Perjalanan hadirnya Sumpah Pemuda bukanlah sebuah peristiwa yang terjadi secara kebetulan, tanpa sebuah prakondisi yang terencana.
Refleksi HistorisDalam tulisan ini penulis mencoba menggambarkan bagaimana memaknai semangat Sumpah Pemuda dulu, kini, dan yang akan datang.
Pertama, Sumpah Pemuda ialah bentuk perlawanan atas ketidakadilan. Saat itu Indonesia berada dalam situasi dan kondisidi bawah kolonialisasi Pemerintah Hindia-Belanda.
Indonesia menjadi tanah jajahan yang menempati posisi strategis dalam pandangan Belanda. Sehingga Belanda berusaha menancapkan kuat kuku kolonialisasinya, apapun dan bagaimanapun caranya.

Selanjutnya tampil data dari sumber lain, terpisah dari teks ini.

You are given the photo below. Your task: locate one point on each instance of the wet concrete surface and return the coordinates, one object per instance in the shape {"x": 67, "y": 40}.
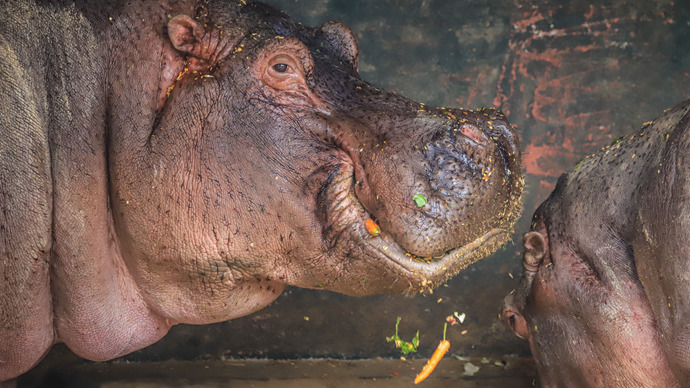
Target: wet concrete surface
{"x": 572, "y": 76}
{"x": 455, "y": 371}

Bagi kepentingan ekonomi, Belanda menjalankan kebijakan ekonomi liberal. Dimana membuka perkebunan-perkebunan yang diperuntukan bagi pasar internasional. Saat itu Indonesia langsung dibawah kontrol Ratu Wilhelmina II dengan membentuk menteri daerah jajahan yang tugasnya menjalankan kebijakan Sang Ratu Belanda di Indonesia.
Rakyat pribumi tidak dipandang sebagai manusia yang layak mendapatkan penghargaan atas kepemilikan sumber daya alam (SDA). Hasil SDA Indonesia dibawa ke negeri Belanda untuk pembangunan kota-kota di sana, seperti Rotterdam dan Amsterdam.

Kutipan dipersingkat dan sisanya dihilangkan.